But then his tone and heart shifts in drastic fashion: “God has uncovered your servants’ guilt.” What guilt? The guilt over the wrongs committed years ago against Joseph! No longer pleading innocence, Judah had a big spotlight on his heart exposing their sin against God and Joseph. Do you see how the Lord is working in Judah’s heart, revealing truth and bringing him to the place of confession and repentance? Can you see how God brings us to the place of understanding where we acknowledge our guilt before Him before bringing about redemption and restoration?

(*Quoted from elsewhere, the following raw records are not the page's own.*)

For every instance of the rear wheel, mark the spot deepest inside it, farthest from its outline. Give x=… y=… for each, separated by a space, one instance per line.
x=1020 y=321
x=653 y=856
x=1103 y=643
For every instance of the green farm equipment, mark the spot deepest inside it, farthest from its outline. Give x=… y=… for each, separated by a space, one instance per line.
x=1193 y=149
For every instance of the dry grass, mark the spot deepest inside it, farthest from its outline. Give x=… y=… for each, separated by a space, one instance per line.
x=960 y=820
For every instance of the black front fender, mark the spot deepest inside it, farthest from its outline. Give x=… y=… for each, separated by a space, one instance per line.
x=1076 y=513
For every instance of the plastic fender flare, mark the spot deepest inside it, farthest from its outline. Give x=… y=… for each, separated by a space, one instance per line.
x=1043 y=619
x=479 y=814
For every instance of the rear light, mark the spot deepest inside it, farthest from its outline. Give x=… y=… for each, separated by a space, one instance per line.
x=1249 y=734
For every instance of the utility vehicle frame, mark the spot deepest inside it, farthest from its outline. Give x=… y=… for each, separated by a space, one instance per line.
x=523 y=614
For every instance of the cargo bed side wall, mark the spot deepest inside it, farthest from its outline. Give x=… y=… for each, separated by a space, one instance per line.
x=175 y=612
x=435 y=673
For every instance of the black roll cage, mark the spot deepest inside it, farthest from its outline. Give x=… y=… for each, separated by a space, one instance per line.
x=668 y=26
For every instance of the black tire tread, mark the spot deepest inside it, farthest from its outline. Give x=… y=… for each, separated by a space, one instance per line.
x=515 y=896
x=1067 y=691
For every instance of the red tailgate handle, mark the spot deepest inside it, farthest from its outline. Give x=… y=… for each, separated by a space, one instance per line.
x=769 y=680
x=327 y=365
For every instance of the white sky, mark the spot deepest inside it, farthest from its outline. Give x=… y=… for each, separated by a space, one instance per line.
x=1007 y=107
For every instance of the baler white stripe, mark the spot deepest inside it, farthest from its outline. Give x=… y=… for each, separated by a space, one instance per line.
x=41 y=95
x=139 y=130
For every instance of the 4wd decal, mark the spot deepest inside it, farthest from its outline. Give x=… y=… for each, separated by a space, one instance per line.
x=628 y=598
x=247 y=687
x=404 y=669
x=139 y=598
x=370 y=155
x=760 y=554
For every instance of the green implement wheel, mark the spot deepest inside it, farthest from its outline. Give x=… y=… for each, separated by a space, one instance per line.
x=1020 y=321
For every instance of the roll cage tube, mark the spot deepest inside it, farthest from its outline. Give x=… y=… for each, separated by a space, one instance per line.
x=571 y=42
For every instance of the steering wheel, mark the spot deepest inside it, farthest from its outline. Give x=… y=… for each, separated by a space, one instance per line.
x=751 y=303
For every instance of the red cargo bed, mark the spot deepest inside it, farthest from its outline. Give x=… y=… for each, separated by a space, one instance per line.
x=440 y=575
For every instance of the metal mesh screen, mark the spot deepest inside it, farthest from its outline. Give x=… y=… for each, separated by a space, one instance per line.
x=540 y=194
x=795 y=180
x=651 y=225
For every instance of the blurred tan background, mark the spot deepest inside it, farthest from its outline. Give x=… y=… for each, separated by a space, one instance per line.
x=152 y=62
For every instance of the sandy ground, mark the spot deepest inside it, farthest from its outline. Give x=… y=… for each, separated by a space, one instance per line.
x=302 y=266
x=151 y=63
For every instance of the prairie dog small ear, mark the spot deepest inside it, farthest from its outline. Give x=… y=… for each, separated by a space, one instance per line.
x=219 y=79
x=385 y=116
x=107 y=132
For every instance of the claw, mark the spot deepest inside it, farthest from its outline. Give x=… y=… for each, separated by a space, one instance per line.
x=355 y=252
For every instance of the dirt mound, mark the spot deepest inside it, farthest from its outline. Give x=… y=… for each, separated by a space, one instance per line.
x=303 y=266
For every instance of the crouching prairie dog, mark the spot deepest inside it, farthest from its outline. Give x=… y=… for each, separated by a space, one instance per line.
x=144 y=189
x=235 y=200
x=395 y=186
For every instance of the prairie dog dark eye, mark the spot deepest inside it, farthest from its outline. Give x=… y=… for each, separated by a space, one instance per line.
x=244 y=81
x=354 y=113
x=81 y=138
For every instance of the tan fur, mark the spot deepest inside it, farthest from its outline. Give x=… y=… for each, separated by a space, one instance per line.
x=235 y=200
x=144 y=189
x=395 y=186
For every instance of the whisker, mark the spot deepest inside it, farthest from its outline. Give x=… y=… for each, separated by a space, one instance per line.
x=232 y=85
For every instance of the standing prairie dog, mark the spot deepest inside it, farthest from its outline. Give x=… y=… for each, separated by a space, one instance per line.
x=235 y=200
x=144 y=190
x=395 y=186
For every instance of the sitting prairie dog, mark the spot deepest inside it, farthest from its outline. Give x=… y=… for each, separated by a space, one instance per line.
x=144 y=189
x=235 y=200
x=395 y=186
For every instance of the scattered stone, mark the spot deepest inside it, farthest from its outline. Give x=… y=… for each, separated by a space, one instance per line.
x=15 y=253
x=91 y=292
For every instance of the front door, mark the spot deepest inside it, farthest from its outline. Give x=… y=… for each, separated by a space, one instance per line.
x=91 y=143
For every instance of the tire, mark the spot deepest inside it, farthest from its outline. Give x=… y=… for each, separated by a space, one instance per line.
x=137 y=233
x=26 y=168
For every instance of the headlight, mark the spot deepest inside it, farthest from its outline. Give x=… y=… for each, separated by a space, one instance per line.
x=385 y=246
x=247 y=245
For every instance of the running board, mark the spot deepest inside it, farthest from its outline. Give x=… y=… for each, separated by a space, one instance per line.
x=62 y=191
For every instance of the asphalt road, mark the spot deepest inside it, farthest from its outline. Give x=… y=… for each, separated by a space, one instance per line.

So, Judah says, “We are now my lord’s slaves—we ourselves and the one who was found to have the cup.” Not willing to leave Benjamin, Judah offers he and his brothers who transgressed against God and Joseph to bear the punishment. But the Egyptian lord refused, only claiming the life of Benjamin.
Judah; however, knew the pain this would cause Jacob, so he says, “Please let your servant remain here as my lord’s slave in place of the boy, and let the boy return with his brothers.”
Wow! Do you see the shadow of the gospel? Judah offers to take his brothers place, to bear the punishment, to willingly become a slave, and give his life for his brother. Isaiah 53:4–5 (NIV) says, “Surely he took up our pain and bore our suffering . . . But he was pierced for our transgressions, he was crushed for our iniquities; the punishment that brought us peace was on him.”
Just as Judah said, “How can I go back to my father if the boy is not with me?” Jesus, the Good Shepherd who ALWAYS goes after the one, refused to go back to His Father empty-handed, without the sons and daughters He so dearly loves. Instead, “he made himself nothing by taking the very nature of a servant, being made in human likeness. And being found in appearance as a man, he humbled himself by becoming obedient to death—even death on a cross” (Philippians 2:7–8 NIV). He took our rightfully deserved punishment in order to bring us home to the Father, as fully accepted and adopted sons and daughters, heirs of the King. What a picture of the gospel this passage paints for us!
DIG: How did God go about bringing Judah and his brothers to the point of conviction and confession?
DISCOVER: How do Judah’s actions foreshadow the work of Christ?
DO: In your prayer time today, thank Jesus for taking our punishment in order to bring us to the Father!